Sunday 31 May 2009

Free Newspapers - the beginning of the End? Kent on Sunday Charges 90 pence



Oh how I love Sunday mornings! A long, lingering breakfast with a pot of fresh coffee, lashings of toast and the Sunday papers.
I usually buy the Sunday Times, which costs two pounds. It’s quite a lot, but I justify it because there’s so much to read; all those supplements!
Oh, I nearly forgot! When I’m in the newsagents I always pick up a copy of the Kent on Sunday newspaper as well. I like the way it’s laid out, it has some interesting bits and pieces and best of all; it’s free.
Or at least it was until today.
This morning the newsagent didn’t have any Kent on Sunday’s in stock. “They’re charging ninety pence each for them”! He told me in an astonished and bitter voice. “I told them to get lost” he added.
Clearly he’d not been given any warning of this price hike and was not amused.
At first I didn’t believe him. Why would a newspaper that had built a successful business and large readership on the basis of giving away 100,000 free newspapers suddenly start charging? And if they did start charging, why a whopping ninety pence? Why not ten pence or twenty pence?
So I set off to Morrisons. Surely they’d have some copies. To my surprise they didn’t either! The man on the till told me, “We haven’t got any because they’re charging ninety pence for them. People aren’t going to pay that are they”?
Intrigued, when I got home I went onto the Kent on Sunday’s website. No mention of the ninety pence charge here. But you can view a copy of the latest edition online and when I did, by zooming into the mast head there it was;
A deeper trawl of the internet revealed a short article on the website of the UK Press Gazette (the newspaper industry journal). It says that the Kent on Sunday is moving to a “part-paid and part-free” business model.
The reason apparently is the recession and the fact that KOS Media’s advertising revenues have been badly hit. So does this have implications for the hundreds of other free newspapers in the UK and elsewhere? KOS Media thinks it does.
The UKPG quotes KOS Media’s Managing Director Paul Stannard as saying, “As with any media company, if in the next four to five years we see the market decline at the same rate it has in the past six months, then everybody will be looking at their business model”.
This is an astonishing development.
For the last decade we have witnessed a deepening crisis in the newspaper industry. The Daily Telegraph for example has seen sales decline more than 18% over the last five years.

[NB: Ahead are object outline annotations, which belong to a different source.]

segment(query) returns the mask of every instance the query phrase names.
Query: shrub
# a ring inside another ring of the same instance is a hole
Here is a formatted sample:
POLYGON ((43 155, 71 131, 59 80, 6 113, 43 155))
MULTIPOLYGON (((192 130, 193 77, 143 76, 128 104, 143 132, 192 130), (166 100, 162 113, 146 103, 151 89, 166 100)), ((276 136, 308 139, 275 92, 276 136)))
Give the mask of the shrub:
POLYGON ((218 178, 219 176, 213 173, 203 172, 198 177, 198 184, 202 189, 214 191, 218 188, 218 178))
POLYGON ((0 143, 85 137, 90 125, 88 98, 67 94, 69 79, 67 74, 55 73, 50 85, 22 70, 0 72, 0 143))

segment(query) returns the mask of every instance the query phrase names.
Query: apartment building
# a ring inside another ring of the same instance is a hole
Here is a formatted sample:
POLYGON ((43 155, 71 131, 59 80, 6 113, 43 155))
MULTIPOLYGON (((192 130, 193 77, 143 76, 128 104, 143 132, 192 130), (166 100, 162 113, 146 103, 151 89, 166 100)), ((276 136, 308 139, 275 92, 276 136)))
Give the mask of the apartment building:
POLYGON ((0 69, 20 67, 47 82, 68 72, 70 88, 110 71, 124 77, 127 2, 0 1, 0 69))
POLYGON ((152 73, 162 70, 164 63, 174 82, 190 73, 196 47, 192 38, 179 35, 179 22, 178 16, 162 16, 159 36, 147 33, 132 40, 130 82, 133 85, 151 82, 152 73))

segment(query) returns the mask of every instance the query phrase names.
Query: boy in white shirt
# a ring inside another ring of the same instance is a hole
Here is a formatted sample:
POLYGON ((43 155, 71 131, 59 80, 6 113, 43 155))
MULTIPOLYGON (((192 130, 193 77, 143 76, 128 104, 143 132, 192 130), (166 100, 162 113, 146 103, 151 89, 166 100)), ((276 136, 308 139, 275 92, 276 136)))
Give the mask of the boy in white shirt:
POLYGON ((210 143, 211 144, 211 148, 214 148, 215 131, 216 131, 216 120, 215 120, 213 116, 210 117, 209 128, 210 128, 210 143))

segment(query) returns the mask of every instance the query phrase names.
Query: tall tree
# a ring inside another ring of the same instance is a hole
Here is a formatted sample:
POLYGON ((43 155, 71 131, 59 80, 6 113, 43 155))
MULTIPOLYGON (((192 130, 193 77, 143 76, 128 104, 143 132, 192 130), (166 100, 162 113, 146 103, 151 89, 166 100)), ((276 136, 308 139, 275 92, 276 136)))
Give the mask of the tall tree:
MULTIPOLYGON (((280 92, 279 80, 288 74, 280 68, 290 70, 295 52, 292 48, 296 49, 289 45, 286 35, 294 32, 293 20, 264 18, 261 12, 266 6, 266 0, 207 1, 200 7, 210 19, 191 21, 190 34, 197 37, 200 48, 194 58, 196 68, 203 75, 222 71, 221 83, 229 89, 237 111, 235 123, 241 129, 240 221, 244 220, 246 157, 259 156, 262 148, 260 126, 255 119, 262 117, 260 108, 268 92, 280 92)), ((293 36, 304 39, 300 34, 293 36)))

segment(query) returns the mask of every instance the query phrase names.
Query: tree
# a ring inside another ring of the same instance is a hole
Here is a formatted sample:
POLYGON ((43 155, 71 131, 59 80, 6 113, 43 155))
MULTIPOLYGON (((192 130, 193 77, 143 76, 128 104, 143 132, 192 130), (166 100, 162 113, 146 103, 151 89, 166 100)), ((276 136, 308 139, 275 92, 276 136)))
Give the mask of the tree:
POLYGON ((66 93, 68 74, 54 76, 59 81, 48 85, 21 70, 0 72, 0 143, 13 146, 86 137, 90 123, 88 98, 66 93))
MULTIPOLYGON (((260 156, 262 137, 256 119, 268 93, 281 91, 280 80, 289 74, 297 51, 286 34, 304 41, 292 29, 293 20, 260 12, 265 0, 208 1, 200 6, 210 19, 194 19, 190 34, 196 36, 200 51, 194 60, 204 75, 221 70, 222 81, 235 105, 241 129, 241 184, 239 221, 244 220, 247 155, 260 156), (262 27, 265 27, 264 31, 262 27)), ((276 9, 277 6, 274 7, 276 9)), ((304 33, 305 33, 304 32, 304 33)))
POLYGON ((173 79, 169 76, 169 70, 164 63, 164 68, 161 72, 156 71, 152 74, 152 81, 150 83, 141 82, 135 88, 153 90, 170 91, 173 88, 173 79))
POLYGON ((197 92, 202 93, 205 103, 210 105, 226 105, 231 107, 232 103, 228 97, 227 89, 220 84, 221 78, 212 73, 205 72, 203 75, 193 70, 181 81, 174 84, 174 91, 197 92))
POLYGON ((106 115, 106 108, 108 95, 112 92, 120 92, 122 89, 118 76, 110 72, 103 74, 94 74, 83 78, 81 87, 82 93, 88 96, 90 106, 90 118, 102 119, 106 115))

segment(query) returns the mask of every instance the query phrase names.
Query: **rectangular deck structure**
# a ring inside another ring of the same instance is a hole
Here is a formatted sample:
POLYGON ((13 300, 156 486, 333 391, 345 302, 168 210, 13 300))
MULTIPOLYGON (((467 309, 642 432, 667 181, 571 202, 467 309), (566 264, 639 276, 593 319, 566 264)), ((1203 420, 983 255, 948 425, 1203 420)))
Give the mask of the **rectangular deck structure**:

In the US it’s even worse. Readership is down by more than 30% and titles, including famous ones, are closing down. And then came the recession which has taken a baseball bat to newspapers’ advertising revenue.
But this decline has been partly offset by the dramatic rise and apparent success of free newspapers.
London for example is awash with them. It’s hard to get off a train without having the London Metro, the London Lite or thelondonpaper shoved into your hands. And the success of the freebies has had a punishing impact on paid titles like the London Evening Standard, which recently re-launched in a desperate bid to revive its flagging sales.
The free newspaper model appeared so successful that when a major survey of newspaper editors was carried out in 2008 it found most were convinced that free papers would eventually replace paid for ones all together.
The "Newsroom Barometer," conducted for the World Editors Forum (WEF) and Reuters found that a majority of editors (56 per cent) “believed news in the future will be free, up from 48 per cent from last year’s survey”.
The general mood was summed up by Ian Clark, general manager of News International Free Newspapers which publishes thelondonpaper (one of London’s free dailies). "Free papers are reversing the trend for decline in the paid-for sector," he said.
So are the problems at the Kent On Sunday a one-off, or a sign of a more widespread problem?
Sadly for the industry, it looks like the latter.
Recently the Financial Times reported that, “Not long ago, freesheets were seen as the nemesis of the paid-for newspaper. Now it seems at least as likely that the free newspaper model will be the first to fail”.
The article reported how “In the UK, Trinity Mirror and the rival Johnston Press, which between them publish around 230 freesheets, have both released dismal results. While Metro International, the world's largest publisher of free papers, has admitted it has breached debt covenants and did not have sufficient working capital for the next 12 months”.
And this is what makes my experience at the newsagents all the more profound. Are we witnessing the beginning of the end of the free newspaper revolution? The death of free newspapers? And if so, what is the significance to an industry which is already in crisis?